G protein-coupled signaling (PLC-β activation) of US28 mutants in transfected COS7 and MCMV-infected cells was compared with that of wt US28. In transfected and infected cells (Fig. 2A and B, respectively), inositol turnover was abolished, as expected, for each of the US28R129Q mutants (Fig. 2). US28ΔC54 had reduced signaling and thus exhibited an effect similar to that of the C-terminal truncation (ΔC38) of M33 (14); this contrasts with a previous report describing increased inositol turnover for a US28ΔC54 mutant in transfected cells (5). Consistent with previous studies, fractalkine proved to be an inverse agonist for wt US28, which was converted to agonism in US28ΔC54. Fractalkine did not affect signaling of US28R129Q, US28RQ/ΔC54, or US28ΔN[2-16], confirming that the effects were G protein dependent and initiated by binding of fractalkine to US28. These results demonstrate that PLC-β signaling, chemokine binding, and endocytic properties of wt US28 and the US28 mutants used in this study were consistent with those in previous reports of transfected or HCMV-infected cells (3, 5, 12, 18) and thus were authentically expressed by recombinant MCMV.

Fig 2.

Fig 2

Inositol phosphate turnover in transfected or MCMV-infected cells. (A) COS7 cells transfected 24 h previously with constructs expressing either wt US28 (black), US28ΔC54 (gray), US28R129Q (stippled), US28RQ/ΔC54 (striped), US28ΔN[2–16] (checked), or pcDNA3 (white). (B) MEF infected (MOI = 3) 24 h previously with MCMV recombinants expressing either wt or mutated US28 (shading as in panel A) or an M33-null mutant (white). In both panels, cells were incubated in the presence or absence of 10 nM human recombinant CX3CL1, prior to determination of accumulation of phosphorylated [3H]inositol according to methods described previously (28). Data are presented as means ± SD from 2 experiments performed in triplicate; asterisks indicate significant difference between the responses with and without fractalkine (Student's t test; *, P < 0.05; **, P < 0.01; ***, P < 0.001).
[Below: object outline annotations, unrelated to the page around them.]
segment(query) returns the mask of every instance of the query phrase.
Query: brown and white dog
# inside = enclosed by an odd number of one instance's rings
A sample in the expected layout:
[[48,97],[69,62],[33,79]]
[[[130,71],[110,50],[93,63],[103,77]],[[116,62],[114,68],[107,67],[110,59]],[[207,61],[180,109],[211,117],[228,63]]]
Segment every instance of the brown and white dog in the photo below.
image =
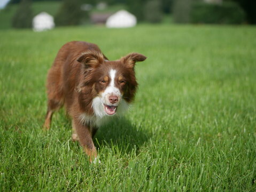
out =
[[73,140],[79,141],[90,162],[96,160],[92,138],[106,120],[122,114],[133,101],[137,87],[134,66],[146,58],[134,53],[111,61],[94,44],[65,44],[48,72],[44,127],[50,129],[53,112],[64,105],[72,118]]

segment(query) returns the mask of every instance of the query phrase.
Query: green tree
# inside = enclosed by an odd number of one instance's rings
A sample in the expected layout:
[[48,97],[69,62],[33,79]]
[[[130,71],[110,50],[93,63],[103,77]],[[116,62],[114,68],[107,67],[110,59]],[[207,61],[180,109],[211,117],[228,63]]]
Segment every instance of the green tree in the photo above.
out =
[[12,27],[16,28],[29,28],[32,27],[33,12],[30,0],[22,0],[14,14]]
[[145,19],[151,23],[160,22],[162,18],[161,2],[151,0],[145,6]]
[[82,2],[80,0],[64,0],[55,20],[57,26],[71,26],[80,24],[88,17],[88,13],[81,9]]

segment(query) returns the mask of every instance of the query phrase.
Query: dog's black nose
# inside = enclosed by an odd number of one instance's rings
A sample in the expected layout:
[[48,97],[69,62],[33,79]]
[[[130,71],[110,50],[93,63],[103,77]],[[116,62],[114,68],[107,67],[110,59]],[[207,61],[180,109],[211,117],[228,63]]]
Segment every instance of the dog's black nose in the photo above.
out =
[[108,100],[111,103],[114,104],[118,101],[118,97],[115,95],[111,95],[108,98]]

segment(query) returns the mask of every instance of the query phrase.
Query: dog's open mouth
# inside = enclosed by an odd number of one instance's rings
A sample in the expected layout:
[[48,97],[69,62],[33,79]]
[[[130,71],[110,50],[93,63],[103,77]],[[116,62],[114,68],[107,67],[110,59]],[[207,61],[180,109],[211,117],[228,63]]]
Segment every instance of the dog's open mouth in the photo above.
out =
[[117,106],[110,106],[104,104],[104,110],[107,115],[114,115],[117,111]]

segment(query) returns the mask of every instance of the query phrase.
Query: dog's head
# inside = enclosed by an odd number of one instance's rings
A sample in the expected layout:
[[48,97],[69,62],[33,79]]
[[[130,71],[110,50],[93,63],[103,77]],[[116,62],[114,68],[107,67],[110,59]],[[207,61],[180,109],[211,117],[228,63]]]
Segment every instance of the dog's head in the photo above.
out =
[[[77,59],[83,65],[81,87],[84,87],[84,93],[90,94],[91,106],[96,115],[113,115],[127,108],[134,100],[137,86],[135,63],[146,58],[133,53],[117,61],[108,61],[98,52],[82,54]],[[86,102],[86,99],[83,100]]]

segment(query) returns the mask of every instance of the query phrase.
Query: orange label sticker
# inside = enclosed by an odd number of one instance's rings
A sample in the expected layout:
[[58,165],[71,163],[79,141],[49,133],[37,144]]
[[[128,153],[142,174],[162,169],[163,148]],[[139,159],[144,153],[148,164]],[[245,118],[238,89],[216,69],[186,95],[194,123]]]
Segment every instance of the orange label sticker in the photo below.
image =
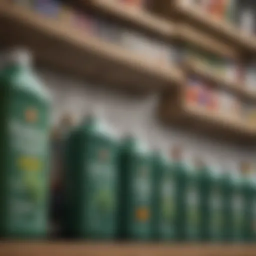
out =
[[25,112],[25,118],[28,122],[34,122],[38,120],[38,110],[33,108],[27,109]]
[[136,218],[141,222],[146,222],[150,218],[150,212],[147,208],[139,208],[136,210]]

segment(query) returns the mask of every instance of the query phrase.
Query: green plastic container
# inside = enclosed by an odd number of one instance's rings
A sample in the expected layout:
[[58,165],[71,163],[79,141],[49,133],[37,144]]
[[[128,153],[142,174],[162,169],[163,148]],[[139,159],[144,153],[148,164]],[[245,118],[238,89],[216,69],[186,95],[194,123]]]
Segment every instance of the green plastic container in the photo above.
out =
[[175,180],[175,240],[194,241],[198,238],[198,194],[196,177],[192,167],[184,162],[182,152],[174,148],[172,172]]
[[222,242],[224,222],[222,175],[217,170],[212,172],[210,202],[210,240]]
[[204,164],[198,170],[198,189],[200,197],[199,236],[202,242],[208,242],[216,236],[214,231],[216,222],[214,204],[218,204],[218,190],[214,188],[214,176]]
[[240,176],[234,173],[232,175],[232,210],[234,219],[232,238],[234,242],[239,242],[244,240],[244,195]]
[[232,202],[234,201],[236,186],[232,173],[228,170],[224,170],[220,182],[223,216],[222,240],[224,242],[230,242],[234,238],[235,215]]
[[152,234],[152,154],[136,138],[124,139],[120,154],[119,237],[150,240]]
[[6,54],[0,74],[0,235],[43,238],[50,186],[50,96],[30,54]]
[[152,224],[154,240],[174,238],[176,180],[170,162],[160,152],[153,157]]
[[90,116],[66,145],[66,222],[72,236],[111,239],[116,234],[118,144],[98,118]]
US28 has the potential to induce signaling effectors, such as the mitogen-activated protein kinases (MAPK), via both G protein-dependent and -independent mechanisms. Endocytosed 7TMRs have been shown to scaffold various key contributors to the MAPK signaling cascade, including ERK1/2, p38, and c-Jun N-terminal kinase (JNK), a process involving phosphorylation of 7TMR C-tail residues (21). In transfected COS7 cells, US28 induces p38 MAPK activity (35), which is diminished in a ΔC54 tail mutant (5). In addition, US28 and M33-mediated signaling is sensitive to p38 but not ERK1/2 kinase inhibitors (3, 22), although subsequent studies have shown ERK1/2 to be induced by fractalkine binding in US28-transduced murine fibroblasts (23). Thus, we determined the impact of the DRY and C-tail US28 mutations on activation of these MAPK. Using Western blotting with phosphospecific antibodies (Cell Signaling Technology), wt US28 was shown to engage all three MAPK in transfected HEK cells (Fig. 3). An approximate 2-fold reduction of p38 MAPK activity (P < 0.05) was observed in the dual RQ/ΔC54 US28 mutant, whereas the single mutants were not significantly different from the wild type, consistent with previous studies showing that p38 MAPK is induced by both G protein-dependent and -independent mechanisms (13, 22, 25). In contrast, p-ERK1/2 and p-JNK MAPK induction was diminished (P < 0.001 and P < 0.01, respectively) only in the absence of G protein coupling (mutants R129Q and RQ/ΔC54), suggesting that the US28 C tail was dispensable for their induction. None of the mutations, including RQ/ΔC54, reduced MAPK activation to control levels (pcDNA3). Given that US28ΔC54 and RQ/ΔC54 exhibited low-level endocytosis (compared with CCR5), these mutants may retain the capacity to initiate MAPK or additional signaling pathways, via scaffold interactions, despite the absence of the C tail.

Fig 3.

Fig 3

HEK293 cells were transfected with 20 μg of the indicated HA-tagged US28 constructs or the pcDNA3 vector using calcium chloride precipitation. At 48 h after transfection, the cells were lysed on ice using radioimmunoprecipitation assay (RIPA) lysis buffer (Millipore). Samples were denatured at 92°C for 5 min and run on a 10% bis-Tris gel (Invitrogen) at 130 V for 1.5 h. The gel was blotted onto polyvinylidene difluoride (PVDF) membranes for 1.5 h and incubated with phosphospecific antibodies (Cell Signaling) against ERK (A) and JNK (B) simultaneously or p38 (C) overnight at 4°C. After incubation with horseradish peroxidase (HRP)-conjugated secondary antibodies, the membranes were developed using Immobilon Western chemiluminescent (Millipore) and quantified using AlphaView software; blots were stripped and reprobed for β-actin as a loading control. For each blot, background signal (pcDNA3) was subtracted and results were expressed relative to the mean signal for wt US28 (100%). Results are expressed as means ± standard errors of the means (SEM) from five independent experiments, each performed with duplicate samples. Representative blots are shown above the quantification graphs in each case. Asterisks denote significant differences between wt US28 and US28 mutants (analysis of variance [ANOVA] with Bonferroni posttest; *, P < 0.05; **, P < 0.01; ***, P < 0.001).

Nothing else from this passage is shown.